Row and Column-Major in opencl and pyopencl

1.1k views Asked by At

I am new to opencl, and maybe I am going to ask dumb question !

I encountered some issues adapting a c/opencl program in python/pyopencl. In particular, I am a little bit confuse about the use of column-major and row-major orders.

Considering a matrix M[i,j], of Ni*Nj dimensions, the :

  • Column-major order is defined as : i + Ni*j

  • Row-major order is defined as : j + Nj*i

Using this kernel for a local size of (3,3) :

__kernel void major(__global double local_i_i_major,
                    __global double local_j_i_major,
                    __global double local_i_j_major,
                    __global double local_j_j_major)
{
int i = get_global_id(0) ;
int j = get_global_id(1) ;

int Ni = get_num_groups(0) * get_local_size(0) ;
int Nj = get_num_groups(1) * get_local_size(1) ;

int main_i_major = j + i*Nj ;
int main_j_major = i + j*Ni ;

local_i_i_major(main_i_major) = get_local_id(0) ;
local_j_i_major(main_i_major) = get_local_id(1) ;

local_i_j_major(main_j_major) = get_local_id(0) ;
local_j_j_major(main_j_major) = get_local_id(1) ;
}

We can look at the distribution of the local indexes.

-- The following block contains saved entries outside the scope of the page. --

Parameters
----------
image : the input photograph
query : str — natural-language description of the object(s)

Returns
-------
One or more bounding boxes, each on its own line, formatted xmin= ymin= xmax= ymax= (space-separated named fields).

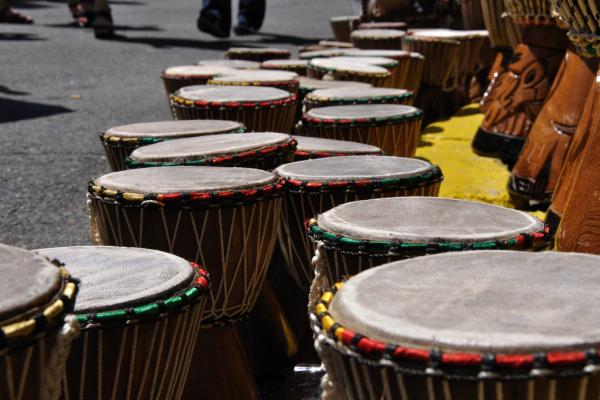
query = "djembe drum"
xmin=160 ymin=65 xmax=235 ymax=97
xmin=299 ymin=104 xmax=423 ymax=157
xmin=312 ymin=250 xmax=600 ymax=400
xmin=299 ymin=48 xmax=348 ymax=60
xmin=225 ymin=47 xmax=291 ymax=62
xmin=304 ymin=87 xmax=414 ymax=111
xmin=330 ymin=16 xmax=360 ymax=42
xmin=350 ymin=29 xmax=405 ymax=50
xmin=169 ymin=85 xmax=297 ymax=133
xmin=341 ymin=49 xmax=425 ymax=92
xmin=126 ymin=132 xmax=296 ymax=170
xmin=207 ymin=69 xmax=299 ymax=93
xmin=100 ymin=120 xmax=245 ymax=171
xmin=35 ymin=246 xmax=209 ymax=400
xmin=0 ymin=244 xmax=77 ymax=400
xmin=196 ymin=59 xmax=260 ymax=69
xmin=307 ymin=58 xmax=392 ymax=87
xmin=315 ymin=56 xmax=402 ymax=89
xmin=357 ymin=21 xmax=407 ymax=30
xmin=308 ymin=197 xmax=549 ymax=288
xmin=292 ymin=136 xmax=383 ymax=161
xmin=472 ymin=0 xmax=567 ymax=166
xmin=275 ymin=156 xmax=442 ymax=292
xmin=87 ymin=166 xmax=283 ymax=399
xmin=261 ymin=59 xmax=308 ymax=76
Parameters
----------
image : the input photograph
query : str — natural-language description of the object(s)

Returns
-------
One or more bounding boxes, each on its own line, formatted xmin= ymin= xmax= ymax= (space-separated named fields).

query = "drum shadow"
xmin=454 ymin=105 xmax=481 ymax=117
xmin=0 ymin=32 xmax=45 ymax=41
xmin=253 ymin=31 xmax=320 ymax=46
xmin=108 ymin=34 xmax=247 ymax=50
xmin=0 ymin=97 xmax=73 ymax=123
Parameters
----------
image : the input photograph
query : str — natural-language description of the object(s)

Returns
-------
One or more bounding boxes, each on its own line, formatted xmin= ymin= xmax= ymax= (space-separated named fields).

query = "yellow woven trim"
xmin=102 ymin=136 xmax=140 ymax=144
xmin=91 ymin=185 xmax=146 ymax=202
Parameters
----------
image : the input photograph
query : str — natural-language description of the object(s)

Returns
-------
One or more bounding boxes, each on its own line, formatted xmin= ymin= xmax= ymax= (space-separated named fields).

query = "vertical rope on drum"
xmin=156 ymin=312 xmax=183 ymax=398
xmin=148 ymin=319 xmax=168 ymax=396
xmin=110 ymin=326 xmax=128 ymax=400
xmin=97 ymin=330 xmax=103 ymax=400
xmin=77 ymin=332 xmax=89 ymax=400
xmin=135 ymin=322 xmax=160 ymax=400
xmin=124 ymin=325 xmax=139 ymax=400
xmin=15 ymin=345 xmax=33 ymax=400
xmin=164 ymin=313 xmax=186 ymax=400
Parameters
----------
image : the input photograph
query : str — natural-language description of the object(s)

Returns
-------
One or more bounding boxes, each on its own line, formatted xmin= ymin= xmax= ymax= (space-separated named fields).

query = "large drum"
xmin=100 ymin=120 xmax=245 ymax=171
xmin=275 ymin=156 xmax=442 ymax=291
xmin=0 ymin=244 xmax=77 ymax=400
xmin=312 ymin=250 xmax=600 ymax=400
xmin=308 ymin=197 xmax=549 ymax=287
xmin=261 ymin=59 xmax=308 ymax=76
xmin=307 ymin=58 xmax=392 ymax=87
xmin=293 ymin=136 xmax=383 ymax=160
xmin=350 ymin=29 xmax=405 ymax=50
xmin=196 ymin=59 xmax=260 ymax=69
xmin=126 ymin=131 xmax=296 ymax=170
xmin=304 ymin=87 xmax=414 ymax=111
xmin=160 ymin=65 xmax=235 ymax=97
xmin=207 ymin=69 xmax=299 ymax=93
xmin=35 ymin=246 xmax=209 ymax=400
xmin=299 ymin=104 xmax=423 ymax=157
xmin=169 ymin=85 xmax=297 ymax=133
xmin=225 ymin=47 xmax=291 ymax=62
xmin=330 ymin=16 xmax=360 ymax=43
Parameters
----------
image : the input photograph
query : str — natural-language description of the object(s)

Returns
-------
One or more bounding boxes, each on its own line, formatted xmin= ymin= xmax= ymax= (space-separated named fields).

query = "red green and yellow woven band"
xmin=0 ymin=264 xmax=77 ymax=349
xmin=75 ymin=264 xmax=210 ymax=329
xmin=302 ymin=109 xmax=424 ymax=128
xmin=88 ymin=178 xmax=285 ymax=208
xmin=169 ymin=93 xmax=297 ymax=109
xmin=305 ymin=91 xmax=415 ymax=105
xmin=307 ymin=219 xmax=550 ymax=256
xmin=126 ymin=139 xmax=297 ymax=168
xmin=100 ymin=127 xmax=247 ymax=147
xmin=308 ymin=64 xmax=392 ymax=78
xmin=314 ymin=281 xmax=600 ymax=377
xmin=160 ymin=72 xmax=218 ymax=80
xmin=207 ymin=79 xmax=299 ymax=91
xmin=282 ymin=165 xmax=442 ymax=194
xmin=293 ymin=149 xmax=384 ymax=159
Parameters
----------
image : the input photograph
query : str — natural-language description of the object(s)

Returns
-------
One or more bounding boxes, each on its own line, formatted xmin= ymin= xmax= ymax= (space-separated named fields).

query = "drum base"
xmin=472 ymin=127 xmax=525 ymax=167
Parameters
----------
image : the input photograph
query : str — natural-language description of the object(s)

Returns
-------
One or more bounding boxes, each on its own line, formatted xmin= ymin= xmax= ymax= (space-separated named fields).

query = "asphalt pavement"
xmin=0 ymin=0 xmax=355 ymax=249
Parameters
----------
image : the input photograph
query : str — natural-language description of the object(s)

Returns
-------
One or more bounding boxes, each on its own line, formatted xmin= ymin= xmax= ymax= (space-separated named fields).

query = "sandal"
xmin=0 ymin=7 xmax=33 ymax=24
xmin=93 ymin=10 xmax=114 ymax=39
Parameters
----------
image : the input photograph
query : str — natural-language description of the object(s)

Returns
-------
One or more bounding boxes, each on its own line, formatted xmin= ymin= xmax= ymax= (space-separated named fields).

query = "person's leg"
xmin=198 ymin=0 xmax=231 ymax=38
xmin=235 ymin=0 xmax=265 ymax=34
xmin=93 ymin=0 xmax=114 ymax=38
xmin=0 ymin=0 xmax=34 ymax=23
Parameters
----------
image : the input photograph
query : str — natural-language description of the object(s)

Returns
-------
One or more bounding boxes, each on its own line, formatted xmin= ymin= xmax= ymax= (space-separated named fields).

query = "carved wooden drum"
xmin=160 ymin=65 xmax=235 ymax=97
xmin=100 ymin=120 xmax=245 ymax=171
xmin=261 ymin=59 xmax=308 ymax=76
xmin=350 ymin=29 xmax=405 ymax=50
xmin=307 ymin=58 xmax=392 ymax=87
xmin=300 ymin=104 xmax=423 ymax=157
xmin=330 ymin=16 xmax=360 ymax=43
xmin=308 ymin=197 xmax=549 ymax=287
xmin=36 ymin=246 xmax=209 ymax=400
xmin=196 ymin=59 xmax=260 ymax=69
xmin=275 ymin=156 xmax=442 ymax=291
xmin=207 ymin=69 xmax=299 ymax=93
xmin=126 ymin=131 xmax=296 ymax=170
xmin=312 ymin=251 xmax=600 ymax=400
xmin=292 ymin=136 xmax=383 ymax=160
xmin=225 ymin=47 xmax=291 ymax=62
xmin=0 ymin=244 xmax=77 ymax=400
xmin=304 ymin=87 xmax=414 ymax=112
xmin=169 ymin=85 xmax=297 ymax=133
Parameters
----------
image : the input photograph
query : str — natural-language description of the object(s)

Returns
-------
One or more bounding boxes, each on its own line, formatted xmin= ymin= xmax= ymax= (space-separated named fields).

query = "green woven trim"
xmin=100 ymin=127 xmax=247 ymax=147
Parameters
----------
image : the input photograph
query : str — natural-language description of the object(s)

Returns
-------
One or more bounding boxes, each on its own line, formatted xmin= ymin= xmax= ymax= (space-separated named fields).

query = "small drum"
xmin=0 ymin=244 xmax=77 ymax=400
xmin=330 ymin=15 xmax=360 ymax=42
xmin=35 ymin=246 xmax=209 ymax=400
xmin=196 ymin=59 xmax=261 ymax=69
xmin=225 ymin=47 xmax=291 ymax=62
xmin=126 ymin=131 xmax=296 ymax=170
xmin=261 ymin=59 xmax=308 ymax=76
xmin=293 ymin=136 xmax=383 ymax=160
xmin=88 ymin=166 xmax=283 ymax=322
xmin=342 ymin=49 xmax=425 ymax=92
xmin=207 ymin=69 xmax=299 ymax=93
xmin=160 ymin=65 xmax=235 ymax=96
xmin=275 ymin=156 xmax=442 ymax=291
xmin=307 ymin=58 xmax=392 ymax=87
xmin=312 ymin=250 xmax=600 ymax=400
xmin=100 ymin=120 xmax=245 ymax=171
xmin=169 ymin=85 xmax=297 ymax=133
xmin=350 ymin=29 xmax=405 ymax=50
xmin=300 ymin=104 xmax=423 ymax=157
xmin=357 ymin=21 xmax=407 ymax=31
xmin=308 ymin=197 xmax=549 ymax=287
xmin=304 ymin=87 xmax=414 ymax=111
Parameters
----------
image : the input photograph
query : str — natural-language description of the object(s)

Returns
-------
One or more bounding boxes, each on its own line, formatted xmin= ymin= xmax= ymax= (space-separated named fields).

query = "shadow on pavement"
xmin=0 ymin=86 xmax=29 ymax=96
xmin=0 ymin=33 xmax=45 ymax=41
xmin=45 ymin=22 xmax=162 ymax=32
xmin=0 ymin=97 xmax=73 ymax=123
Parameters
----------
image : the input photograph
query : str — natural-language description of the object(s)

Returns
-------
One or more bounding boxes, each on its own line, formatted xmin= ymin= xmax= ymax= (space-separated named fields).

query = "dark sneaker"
xmin=233 ymin=21 xmax=257 ymax=35
xmin=197 ymin=12 xmax=229 ymax=38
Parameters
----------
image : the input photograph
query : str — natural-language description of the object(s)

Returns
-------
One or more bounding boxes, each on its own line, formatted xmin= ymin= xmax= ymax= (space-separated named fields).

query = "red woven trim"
xmin=207 ymin=79 xmax=299 ymax=90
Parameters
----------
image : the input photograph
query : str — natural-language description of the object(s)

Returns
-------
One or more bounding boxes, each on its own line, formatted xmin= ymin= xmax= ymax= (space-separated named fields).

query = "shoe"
xmin=197 ymin=12 xmax=229 ymax=38
xmin=233 ymin=22 xmax=257 ymax=35
xmin=0 ymin=7 xmax=33 ymax=24
xmin=93 ymin=10 xmax=114 ymax=39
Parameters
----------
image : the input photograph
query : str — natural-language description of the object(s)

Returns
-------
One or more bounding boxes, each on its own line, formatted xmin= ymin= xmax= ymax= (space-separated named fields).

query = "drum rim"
xmin=311 ymin=280 xmax=600 ymax=379
xmin=0 ymin=260 xmax=77 ymax=350
xmin=225 ymin=47 xmax=291 ymax=55
xmin=160 ymin=65 xmax=234 ymax=79
xmin=169 ymin=91 xmax=297 ymax=109
xmin=323 ymin=56 xmax=400 ymax=69
xmin=350 ymin=28 xmax=406 ymax=40
xmin=125 ymin=137 xmax=297 ymax=168
xmin=74 ymin=263 xmax=209 ymax=329
xmin=195 ymin=59 xmax=261 ymax=69
xmin=302 ymin=104 xmax=423 ymax=126
xmin=308 ymin=59 xmax=391 ymax=77
xmin=305 ymin=88 xmax=414 ymax=103
xmin=207 ymin=78 xmax=300 ymax=89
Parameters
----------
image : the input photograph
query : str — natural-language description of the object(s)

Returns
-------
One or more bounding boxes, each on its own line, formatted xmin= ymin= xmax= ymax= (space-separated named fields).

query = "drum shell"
xmin=279 ymin=183 xmax=441 ymax=291
xmin=170 ymin=102 xmax=296 ymax=133
xmin=481 ymin=0 xmax=521 ymax=48
xmin=330 ymin=17 xmax=359 ymax=43
xmin=299 ymin=120 xmax=422 ymax=157
xmin=402 ymin=38 xmax=461 ymax=90
xmin=351 ymin=36 xmax=404 ymax=51
xmin=63 ymin=302 xmax=204 ymax=400
xmin=88 ymin=197 xmax=282 ymax=322
xmin=306 ymin=67 xmax=391 ymax=88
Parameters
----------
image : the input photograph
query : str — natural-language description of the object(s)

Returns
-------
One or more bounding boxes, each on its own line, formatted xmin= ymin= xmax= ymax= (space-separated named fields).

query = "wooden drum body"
xmin=329 ymin=16 xmax=359 ymax=43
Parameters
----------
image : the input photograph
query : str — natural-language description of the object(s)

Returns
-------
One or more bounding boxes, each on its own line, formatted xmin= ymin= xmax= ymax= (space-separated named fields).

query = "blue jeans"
xmin=201 ymin=0 xmax=266 ymax=31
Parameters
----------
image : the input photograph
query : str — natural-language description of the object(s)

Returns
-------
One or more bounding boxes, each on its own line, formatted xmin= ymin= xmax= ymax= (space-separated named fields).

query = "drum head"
xmin=317 ymin=197 xmax=544 ymax=243
xmin=308 ymin=87 xmax=411 ymax=102
xmin=343 ymin=49 xmax=421 ymax=59
xmin=174 ymin=85 xmax=291 ymax=102
xmin=309 ymin=58 xmax=389 ymax=74
xmin=0 ymin=244 xmax=61 ymax=322
xmin=104 ymin=120 xmax=244 ymax=139
xmin=162 ymin=65 xmax=236 ymax=77
xmin=305 ymin=104 xmax=420 ymax=120
xmin=275 ymin=156 xmax=433 ymax=182
xmin=209 ymin=69 xmax=298 ymax=83
xmin=196 ymin=59 xmax=261 ymax=69
xmin=293 ymin=136 xmax=381 ymax=155
xmin=329 ymin=250 xmax=600 ymax=353
xmin=409 ymin=28 xmax=488 ymax=40
xmin=351 ymin=29 xmax=405 ymax=39
xmin=129 ymin=132 xmax=291 ymax=163
xmin=298 ymin=77 xmax=372 ymax=91
xmin=226 ymin=47 xmax=291 ymax=56
xmin=299 ymin=49 xmax=348 ymax=60
xmin=262 ymin=59 xmax=308 ymax=68
xmin=325 ymin=56 xmax=398 ymax=68
xmin=36 ymin=246 xmax=194 ymax=314
xmin=94 ymin=166 xmax=278 ymax=194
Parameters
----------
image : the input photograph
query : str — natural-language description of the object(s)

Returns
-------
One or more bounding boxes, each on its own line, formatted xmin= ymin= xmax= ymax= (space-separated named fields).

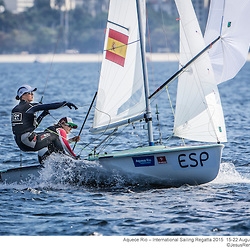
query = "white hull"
xmin=1 ymin=144 xmax=223 ymax=187
xmin=89 ymin=144 xmax=224 ymax=187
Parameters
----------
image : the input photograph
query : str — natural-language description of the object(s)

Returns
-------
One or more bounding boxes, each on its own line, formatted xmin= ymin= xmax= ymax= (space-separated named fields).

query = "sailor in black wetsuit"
xmin=11 ymin=84 xmax=78 ymax=153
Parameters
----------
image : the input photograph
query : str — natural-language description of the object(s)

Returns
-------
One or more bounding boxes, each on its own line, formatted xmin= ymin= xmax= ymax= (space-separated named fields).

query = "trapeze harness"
xmin=11 ymin=100 xmax=72 ymax=152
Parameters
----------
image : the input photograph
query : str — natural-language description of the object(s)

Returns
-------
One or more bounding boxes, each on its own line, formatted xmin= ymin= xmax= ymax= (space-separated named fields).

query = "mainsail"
xmin=91 ymin=0 xmax=146 ymax=133
xmin=204 ymin=0 xmax=250 ymax=84
xmin=173 ymin=0 xmax=227 ymax=143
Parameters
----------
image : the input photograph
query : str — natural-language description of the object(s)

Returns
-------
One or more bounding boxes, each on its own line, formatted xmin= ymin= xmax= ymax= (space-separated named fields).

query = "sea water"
xmin=0 ymin=61 xmax=250 ymax=248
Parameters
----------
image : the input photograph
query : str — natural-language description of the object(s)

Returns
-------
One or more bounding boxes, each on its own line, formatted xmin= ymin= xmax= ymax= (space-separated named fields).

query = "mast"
xmin=136 ymin=0 xmax=154 ymax=146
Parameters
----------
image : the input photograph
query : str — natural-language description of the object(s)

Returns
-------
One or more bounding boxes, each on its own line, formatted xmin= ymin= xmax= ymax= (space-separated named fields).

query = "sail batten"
xmin=107 ymin=20 xmax=129 ymax=31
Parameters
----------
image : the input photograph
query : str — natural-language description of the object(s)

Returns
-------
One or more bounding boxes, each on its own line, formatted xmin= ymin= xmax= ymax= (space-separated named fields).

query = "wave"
xmin=37 ymin=154 xmax=154 ymax=190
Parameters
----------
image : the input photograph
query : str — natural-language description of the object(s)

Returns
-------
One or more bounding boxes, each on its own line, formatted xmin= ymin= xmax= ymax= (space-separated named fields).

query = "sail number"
xmin=178 ymin=152 xmax=209 ymax=168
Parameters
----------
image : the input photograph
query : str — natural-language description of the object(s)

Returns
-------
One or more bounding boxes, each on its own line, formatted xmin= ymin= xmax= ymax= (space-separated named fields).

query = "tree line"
xmin=0 ymin=0 xmax=179 ymax=54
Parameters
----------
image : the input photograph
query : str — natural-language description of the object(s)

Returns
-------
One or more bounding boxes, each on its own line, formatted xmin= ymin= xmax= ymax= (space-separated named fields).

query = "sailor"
xmin=11 ymin=84 xmax=78 ymax=153
xmin=38 ymin=117 xmax=80 ymax=163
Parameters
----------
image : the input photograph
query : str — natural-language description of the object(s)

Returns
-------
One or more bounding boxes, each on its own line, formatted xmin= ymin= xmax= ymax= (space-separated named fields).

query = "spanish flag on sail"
xmin=105 ymin=29 xmax=128 ymax=67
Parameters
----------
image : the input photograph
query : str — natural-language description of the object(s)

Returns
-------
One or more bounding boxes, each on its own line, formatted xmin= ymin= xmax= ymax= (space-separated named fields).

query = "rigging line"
xmin=160 ymin=4 xmax=179 ymax=62
xmin=45 ymin=126 xmax=81 ymax=155
xmin=95 ymin=120 xmax=146 ymax=155
xmin=94 ymin=128 xmax=118 ymax=154
xmin=86 ymin=119 xmax=135 ymax=156
xmin=40 ymin=33 xmax=61 ymax=104
xmin=83 ymin=117 xmax=145 ymax=156
xmin=165 ymin=85 xmax=175 ymax=117
xmin=165 ymin=85 xmax=184 ymax=143
xmin=73 ymin=91 xmax=97 ymax=150
xmin=92 ymin=122 xmax=134 ymax=155
xmin=77 ymin=106 xmax=112 ymax=155
xmin=77 ymin=126 xmax=118 ymax=156
xmin=82 ymin=123 xmax=140 ymax=156
xmin=148 ymin=35 xmax=221 ymax=100
xmin=104 ymin=39 xmax=139 ymax=52
xmin=46 ymin=112 xmax=81 ymax=141
xmin=155 ymin=104 xmax=162 ymax=144
xmin=77 ymin=125 xmax=112 ymax=155
xmin=45 ymin=128 xmax=68 ymax=142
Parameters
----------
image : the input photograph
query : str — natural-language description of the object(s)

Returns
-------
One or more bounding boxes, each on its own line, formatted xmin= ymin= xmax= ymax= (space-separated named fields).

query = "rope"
xmin=159 ymin=7 xmax=180 ymax=62
xmin=166 ymin=85 xmax=175 ymax=117
xmin=76 ymin=106 xmax=112 ymax=156
xmin=40 ymin=33 xmax=61 ymax=103
xmin=73 ymin=91 xmax=97 ymax=150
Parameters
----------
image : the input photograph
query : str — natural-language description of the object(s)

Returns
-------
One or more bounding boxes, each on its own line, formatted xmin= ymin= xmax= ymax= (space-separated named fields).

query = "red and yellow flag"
xmin=105 ymin=29 xmax=128 ymax=67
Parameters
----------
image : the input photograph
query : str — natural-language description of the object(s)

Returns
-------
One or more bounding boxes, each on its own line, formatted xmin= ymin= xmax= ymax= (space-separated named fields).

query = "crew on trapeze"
xmin=38 ymin=117 xmax=80 ymax=163
xmin=11 ymin=84 xmax=79 ymax=161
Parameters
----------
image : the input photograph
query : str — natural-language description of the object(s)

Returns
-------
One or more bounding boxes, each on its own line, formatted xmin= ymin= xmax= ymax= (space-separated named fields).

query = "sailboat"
xmin=1 ymin=0 xmax=250 ymax=186
xmin=86 ymin=0 xmax=227 ymax=187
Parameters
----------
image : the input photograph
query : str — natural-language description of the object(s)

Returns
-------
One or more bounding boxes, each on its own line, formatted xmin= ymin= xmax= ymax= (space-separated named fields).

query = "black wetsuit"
xmin=11 ymin=100 xmax=74 ymax=152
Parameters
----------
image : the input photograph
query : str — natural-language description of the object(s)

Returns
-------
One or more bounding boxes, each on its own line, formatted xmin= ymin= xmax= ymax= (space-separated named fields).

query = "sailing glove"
xmin=65 ymin=102 xmax=78 ymax=110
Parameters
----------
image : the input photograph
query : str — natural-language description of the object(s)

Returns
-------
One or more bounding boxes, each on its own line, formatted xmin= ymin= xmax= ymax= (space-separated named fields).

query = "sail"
xmin=204 ymin=0 xmax=250 ymax=84
xmin=91 ymin=0 xmax=146 ymax=133
xmin=173 ymin=0 xmax=227 ymax=143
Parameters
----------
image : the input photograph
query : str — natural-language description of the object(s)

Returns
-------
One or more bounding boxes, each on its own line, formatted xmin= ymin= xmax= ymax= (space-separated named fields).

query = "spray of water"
xmin=212 ymin=162 xmax=250 ymax=184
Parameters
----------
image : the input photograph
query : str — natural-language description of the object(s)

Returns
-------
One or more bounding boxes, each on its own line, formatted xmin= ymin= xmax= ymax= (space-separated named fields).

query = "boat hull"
xmin=0 ymin=165 xmax=43 ymax=184
xmin=88 ymin=144 xmax=224 ymax=187
xmin=0 ymin=144 xmax=223 ymax=187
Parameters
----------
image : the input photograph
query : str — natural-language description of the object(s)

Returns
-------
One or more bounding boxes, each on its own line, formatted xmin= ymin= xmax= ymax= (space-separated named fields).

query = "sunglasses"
xmin=61 ymin=122 xmax=73 ymax=128
xmin=66 ymin=124 xmax=74 ymax=129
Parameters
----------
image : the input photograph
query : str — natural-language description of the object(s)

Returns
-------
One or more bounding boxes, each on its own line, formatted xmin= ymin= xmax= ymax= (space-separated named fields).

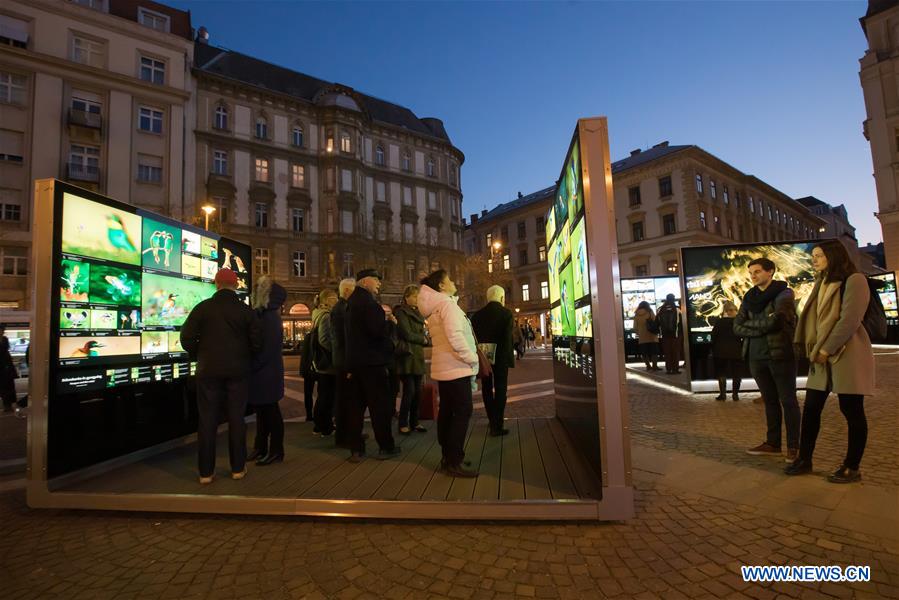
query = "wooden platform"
xmin=43 ymin=418 xmax=604 ymax=520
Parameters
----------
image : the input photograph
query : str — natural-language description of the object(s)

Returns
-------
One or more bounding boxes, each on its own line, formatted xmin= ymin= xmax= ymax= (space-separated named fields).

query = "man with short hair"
xmin=331 ymin=278 xmax=355 ymax=447
xmin=733 ymin=257 xmax=800 ymax=462
xmin=311 ymin=289 xmax=338 ymax=436
xmin=345 ymin=269 xmax=399 ymax=461
xmin=472 ymin=285 xmax=515 ymax=436
xmin=181 ymin=269 xmax=261 ymax=484
xmin=656 ymin=294 xmax=683 ymax=374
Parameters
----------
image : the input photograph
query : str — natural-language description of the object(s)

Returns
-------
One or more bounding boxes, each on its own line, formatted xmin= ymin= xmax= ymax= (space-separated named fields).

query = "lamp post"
xmin=201 ymin=205 xmax=216 ymax=230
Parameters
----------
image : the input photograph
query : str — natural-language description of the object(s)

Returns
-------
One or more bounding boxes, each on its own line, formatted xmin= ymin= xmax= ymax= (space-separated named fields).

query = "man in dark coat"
xmin=345 ymin=269 xmax=399 ymax=461
xmin=0 ymin=326 xmax=17 ymax=413
xmin=331 ymin=278 xmax=355 ymax=448
xmin=249 ymin=280 xmax=287 ymax=465
xmin=656 ymin=294 xmax=683 ymax=374
xmin=471 ymin=285 xmax=515 ymax=436
xmin=181 ymin=269 xmax=261 ymax=483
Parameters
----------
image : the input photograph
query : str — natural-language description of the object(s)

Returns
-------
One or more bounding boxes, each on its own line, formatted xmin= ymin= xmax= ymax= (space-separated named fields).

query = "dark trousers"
xmin=196 ymin=376 xmax=249 ymax=478
xmin=398 ymin=374 xmax=423 ymax=429
xmin=661 ymin=336 xmax=680 ymax=372
xmin=349 ymin=366 xmax=395 ymax=452
xmin=437 ymin=377 xmax=473 ymax=466
xmin=303 ymin=373 xmax=316 ymax=421
xmin=314 ymin=374 xmax=335 ymax=434
xmin=253 ymin=403 xmax=284 ymax=456
xmin=639 ymin=343 xmax=658 ymax=368
xmin=749 ymin=359 xmax=800 ymax=449
xmin=799 ymin=389 xmax=867 ymax=469
xmin=481 ymin=365 xmax=509 ymax=433
xmin=716 ymin=358 xmax=742 ymax=395
xmin=334 ymin=370 xmax=351 ymax=446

When using Column-major, we obtain :

|-------------------------- (i,j) ----------------------|
_________________________________________________________
| (0,0)  |  (1,0)  |  (2,0)  | (0,0)  |  (1,0)  |  (2,0) |
| (0,0)  |  (1,0)  |  (2,0)  | (0,0)  |  (1,0)  |  (2,0) |
| (0,0)  |  (1,0)  |  (2,0)  | (0,0)  |  (1,0)  |  (2,0) |
| (0,1)  |  (1,1)  |  (2,1)  | (0,1)  |  (1,1)  |   ...  |
| (0,1)  |  (1,1)  |  (2,1)  | (0,1)  |   ...   |   ...  |
| (0,1)  |  (1,1)  |  (2,1)  |   ...  |   ...   |   ...  |
_________________________________________________________

And, when we use Row-major, we got:

|-------------------------- (i,j) ----------------------|
_________________________________________________________
| (0,0)  |  (0,1)  |  (0,2)  |  (0,0) |  (0,1)  |  ...  |
| (1,0)  |  (1,1)  |  (1,2)  |  (1,0) |   ...   |  ...  |
| (2,0)  |  (2,1)  |  (2,2)  |  (2,0) |   ...   |  ...  |
| (0,0)  |  (0,1)  |  (0,2)  |  (0,0) |  (0,1)  |  ...  |
| (1,0)  |  (1,1)  |  (1,2)  |  (1,0) |   ...   |  ...  |
| (2,0)  |  (2,1)  |  (2,2)  |  (2,0) |   ...   |  ...  |
_________________________________________________________

Of course, these distributions are different. In particular, I do not understand the local index distribution in the case of the column-major order. Some work items seem to have the same id ? Is it possible ?

When I read litterature about C/openCL, the column-major order is used most of the time. When I read Python/PyOpencl exemples, this is the row-major order which is used.

Considering that both Python and C use raw-major order, why this difference exists ?

Also, what about performance ? Is it better to use column-major or row-major order ?

Is it possible to change the way values are ordered in opencl ?

2

There are 2 answers

1
Lubo Antonov On

You are confusing the idea of memory layout with workgroup dimensions. OpenCL defines the abstract subdivision of the work space in up to 3 dimensions. They don't have to correspond to any specific memory layout. The optimal memory layout depends on the specific algorithm that you are implementing. However OpenCL doesn't do the mapping of work items to memory - you do that in your kernel through memory access operations.

The OpenCL driver will logically (since it is actually in parallel) iterate through the workgroup dimensions, but the order is not specified in the standard, since it depends on the architecture. Within a workgroup, all work items can be thought as executing in parallel (although in reality, they might not be). But even they don't represent a particular memory layout - the local dimensions might be (16,1) for example, but you could be accessing a 4x4 area in memory.

The optimal mapping depends on the type of device (GPU/FPGA vs CPU), because of their different architectures.

To summarize, the two aspects - memory layout and logical dimensions (or domain decomposition) - can't be decided in a general case; they depend on the algorithm that you are implementing.

The problems that you are having with your particular kernel are because you are nonsensically mixing the logical indices and then using them as physical. If you step by hand through your code you will see why you get duplicate entries in your output.

BTW, your code doesn't look like a real kernel - surely the parameters are supposed to be pointers; and then you access them with a brace notation (), I guess.

0
42n4 On

As far as I know if you have column-major ordered kernels (working on columns joint into one OpenCL buffer) from C/OpenCL, then the only solution is to make transposed fortran matrix from array when in rows you have some samples (created by rowflux.append(sample)) to analize:

columnflux = np.transpose(np.asarray(rowflux, dtype=np.float64, order='F'))
...
_knl = mavg_k.yourcolumnorientedkernel
_knl.set_scalar_arg_dtypes([None,np.uint32,np.uint32,None])
_knl(queue,(globalSize,),(maxWorkGroupSize,),columnfluxbuffer,w,h,outputbuffer)

Otherwise you can write row-major matrix oriented kernels for numpy matrices (when pyOpenCL cl.Buffer creates one OpenCL buffer line from matrix rows joint one after one).